Does this mean that psychedelics weren’t used in history? Of course not, but it does shed light on the idea that what we consider real history, might have been altered because of tourism. It should also be remembered that there are a lot of kinds of psychedelics that would have factored into different cultures and time periods. For example, the aforementioned study into hallucinogenic drug use in pre-Colombian Mesoamerica, which has findings based on archeological, ethno-historical, and ethnographic evidence, found plenty of indication of hallucinogenic drug use in that area, for that time period.

Rise of medical psychedelics

There is quite a bit of medical research into psychedelics, as well as historical evidence to its uses, going back thousands of years. According to the more recent medical research, psychedelics have shown a possible ability to aid in depression, PTSD, and with addictions. It should be remembered that cannabis itself is considered a psychedelic drug, with research into a multitude of categories including: insomnia, depression, neurodegenerative diseases, spastic disorders, inflammatory diseases and so on.

Psychedelics have not just been touted as a treatment for different mental illness. They have shown strength in dealing with neurodegenerative diseases like Alzheimer’s, and have even shown possibility in treating autoimmune disorders. If these benefits prove consistent over time, it will likely help boost the current rise in medical psychedelics.

However, despite all the relevant research into the useful benefits of these compounds, the DEA has continuously rejected information, and stood in the way of scientific progress. Kind of makes a person wonder what the agency is even there for. The report highlighted found that the DEA has continuously slowed down scheduling decisions, while increasing speed on banning drugs, in order to restrict all access.

It took an entire 30 years in all to respond to requests to reschedule marijuana, with gaps of 16 years, five, and nine in between requests and responses. The DEA even overruled its own judge to illegalize MDMA by putting it in schedule I. This, of course, has never gotten in the way of military testing of these compounds, which seems to be perfectly okay with the same agency.
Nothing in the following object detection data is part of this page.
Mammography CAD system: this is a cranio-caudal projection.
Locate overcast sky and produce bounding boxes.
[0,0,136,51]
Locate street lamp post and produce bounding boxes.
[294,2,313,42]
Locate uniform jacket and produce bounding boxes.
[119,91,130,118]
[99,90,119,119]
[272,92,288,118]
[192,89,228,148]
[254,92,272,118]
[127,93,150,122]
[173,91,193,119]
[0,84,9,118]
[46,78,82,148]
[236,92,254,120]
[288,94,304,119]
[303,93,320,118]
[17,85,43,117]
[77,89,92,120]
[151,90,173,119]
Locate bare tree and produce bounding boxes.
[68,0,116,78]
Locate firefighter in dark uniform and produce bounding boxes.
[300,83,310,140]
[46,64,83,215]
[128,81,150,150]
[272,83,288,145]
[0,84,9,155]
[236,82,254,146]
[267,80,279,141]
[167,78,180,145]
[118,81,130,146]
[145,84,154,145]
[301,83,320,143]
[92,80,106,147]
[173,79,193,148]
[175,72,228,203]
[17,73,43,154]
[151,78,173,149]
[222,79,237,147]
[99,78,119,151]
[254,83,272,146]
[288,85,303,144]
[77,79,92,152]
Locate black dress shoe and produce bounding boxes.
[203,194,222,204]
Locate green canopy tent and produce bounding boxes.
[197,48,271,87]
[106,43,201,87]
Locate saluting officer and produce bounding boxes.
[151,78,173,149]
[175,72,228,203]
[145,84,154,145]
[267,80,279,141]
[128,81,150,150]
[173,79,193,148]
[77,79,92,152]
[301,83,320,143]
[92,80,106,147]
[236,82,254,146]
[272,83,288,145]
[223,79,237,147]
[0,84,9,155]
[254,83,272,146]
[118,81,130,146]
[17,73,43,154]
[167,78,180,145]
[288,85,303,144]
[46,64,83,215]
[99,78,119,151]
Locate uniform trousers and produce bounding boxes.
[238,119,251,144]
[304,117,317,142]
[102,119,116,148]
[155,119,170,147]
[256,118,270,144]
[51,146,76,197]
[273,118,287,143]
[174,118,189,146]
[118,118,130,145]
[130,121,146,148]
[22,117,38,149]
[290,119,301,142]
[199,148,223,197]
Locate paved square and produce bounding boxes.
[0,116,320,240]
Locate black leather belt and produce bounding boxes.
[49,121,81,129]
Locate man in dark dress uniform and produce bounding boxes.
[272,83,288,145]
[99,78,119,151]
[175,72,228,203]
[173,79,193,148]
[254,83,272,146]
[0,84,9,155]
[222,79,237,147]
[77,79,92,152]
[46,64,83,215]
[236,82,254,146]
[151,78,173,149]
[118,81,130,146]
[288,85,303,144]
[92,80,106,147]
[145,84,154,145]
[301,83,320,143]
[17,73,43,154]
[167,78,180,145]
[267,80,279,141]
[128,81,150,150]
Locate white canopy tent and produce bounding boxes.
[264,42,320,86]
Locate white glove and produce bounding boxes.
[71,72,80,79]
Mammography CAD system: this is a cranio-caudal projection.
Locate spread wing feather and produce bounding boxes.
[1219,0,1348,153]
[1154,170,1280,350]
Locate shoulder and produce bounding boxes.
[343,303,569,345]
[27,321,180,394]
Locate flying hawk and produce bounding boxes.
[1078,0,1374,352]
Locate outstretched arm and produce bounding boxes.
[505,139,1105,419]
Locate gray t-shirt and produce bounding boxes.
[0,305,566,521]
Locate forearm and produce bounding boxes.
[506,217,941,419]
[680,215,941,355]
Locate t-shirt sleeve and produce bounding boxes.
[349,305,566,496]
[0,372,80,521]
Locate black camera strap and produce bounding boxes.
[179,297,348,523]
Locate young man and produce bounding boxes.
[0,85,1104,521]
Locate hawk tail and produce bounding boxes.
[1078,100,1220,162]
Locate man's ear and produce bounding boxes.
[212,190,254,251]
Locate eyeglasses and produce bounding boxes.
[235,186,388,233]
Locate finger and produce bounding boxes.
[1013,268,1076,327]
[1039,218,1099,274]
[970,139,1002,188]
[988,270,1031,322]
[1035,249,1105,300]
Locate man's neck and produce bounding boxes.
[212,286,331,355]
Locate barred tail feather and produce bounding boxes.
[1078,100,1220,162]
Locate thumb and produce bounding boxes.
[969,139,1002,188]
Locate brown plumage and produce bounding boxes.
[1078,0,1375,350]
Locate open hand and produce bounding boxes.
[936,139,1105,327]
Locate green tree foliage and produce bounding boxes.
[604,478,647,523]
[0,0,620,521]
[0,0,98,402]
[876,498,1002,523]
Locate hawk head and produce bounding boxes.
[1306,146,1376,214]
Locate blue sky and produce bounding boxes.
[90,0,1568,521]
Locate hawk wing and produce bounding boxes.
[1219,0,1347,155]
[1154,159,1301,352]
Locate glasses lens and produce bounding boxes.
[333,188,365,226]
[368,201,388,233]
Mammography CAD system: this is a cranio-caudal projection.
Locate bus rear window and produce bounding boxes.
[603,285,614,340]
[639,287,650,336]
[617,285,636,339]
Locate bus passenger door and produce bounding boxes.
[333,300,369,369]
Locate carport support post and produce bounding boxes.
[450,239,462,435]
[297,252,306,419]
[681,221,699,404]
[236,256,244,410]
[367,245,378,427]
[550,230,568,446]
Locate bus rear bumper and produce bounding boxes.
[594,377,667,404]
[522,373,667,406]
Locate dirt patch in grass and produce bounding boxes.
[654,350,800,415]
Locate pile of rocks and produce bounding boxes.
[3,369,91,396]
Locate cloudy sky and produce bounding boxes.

With cannabis opening the door into the medical (and recreational) use of drugs like marijuana, the rise in medical psychedelics is sure to keep going. Just like with cannabis, it will likely be found over time, that the notions we have related to these drugs are way more attached to long-lasting smear campaigns, than the actual dangers they pose. And that just like cannabis, they can offer incredible medical benefits that have been suppressed for quite some time now.